The TTOC official expressed fears that such a negative trend could severely affect the progress this country has made on the field of play.
“My fear is that the numbers are dropping for girls and women in sports. And if anything, we would need to embark on a drive through the Olympic Committee and through national federations for women in sports. How do we increase participation, love and passion for the sports that we have had as women, when we were younger?
“We have one or two young, brilliant sporting women, but if you went to every national sporting organisation and you asked what were the numbers five years ago, I think the majority would tell you that there’s a decline in the number of girls participating. We need to examine that and find out how we can get our young women back on the field of play,” Knott said.
But Knott was not alone in her assessment of this worrying development.
Ephraim Serrette, president of the National Association of Athletic Administrations (NAAA) said the present decline in female athletes was nothing short of a national crisis. It was for that reason, he said, that the NAAA established a women’s committee that was focused on educating—by way of seminars—and recruiting girls in sport.
It has emerged that the T&T Tennis Federation was also wrangling with a similar situation. Kendall Cuffy, president of the Federation took no comfort in the fact female participation in the sport was dwindling.

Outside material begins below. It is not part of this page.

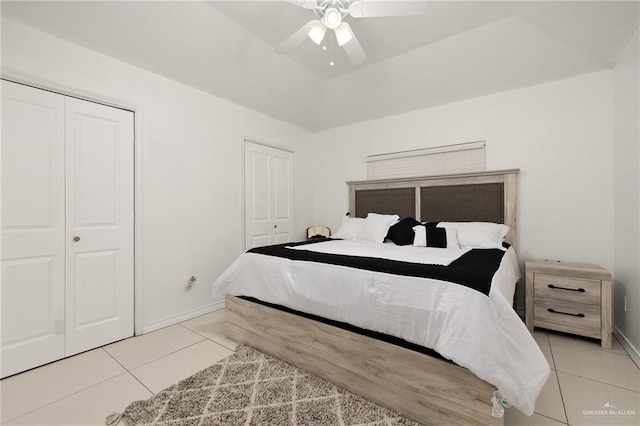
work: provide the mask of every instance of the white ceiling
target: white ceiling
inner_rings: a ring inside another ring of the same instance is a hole
[[[421,16],[347,18],[368,56],[353,66],[310,40],[275,53],[315,18],[284,1],[1,4],[3,16],[312,131],[610,67],[638,6],[427,1]]]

There exists, he said, a huge gap in the girl’s 15-16 age group. A key focus of the Federation’s development plan, therefore, was to recruit female athletes for the long-term growth of this sport.
While Gary Morales, secretary of the Amateur Swimming Association of T&T and Rowena Williams, president of the Cycling Federation of T&T both reported a balance in participation among male and female athletes in their respective disciplines, Leslie Figaro, president of the Rugby Football Union was comforted by the upsurge in female participation in his sport. He said this was quite the reverse citing that many parents do not want their sons to play this sport for fear on injury.
“My figures are increasing. Girls, women are taking more to the sport than boys. Girls love the sport. They love that element of contact. That’s why our national women teams are doing so well,” he said.
In the case of canoeing and kayaking the figures were said to be average according to association president Meryl See Tai.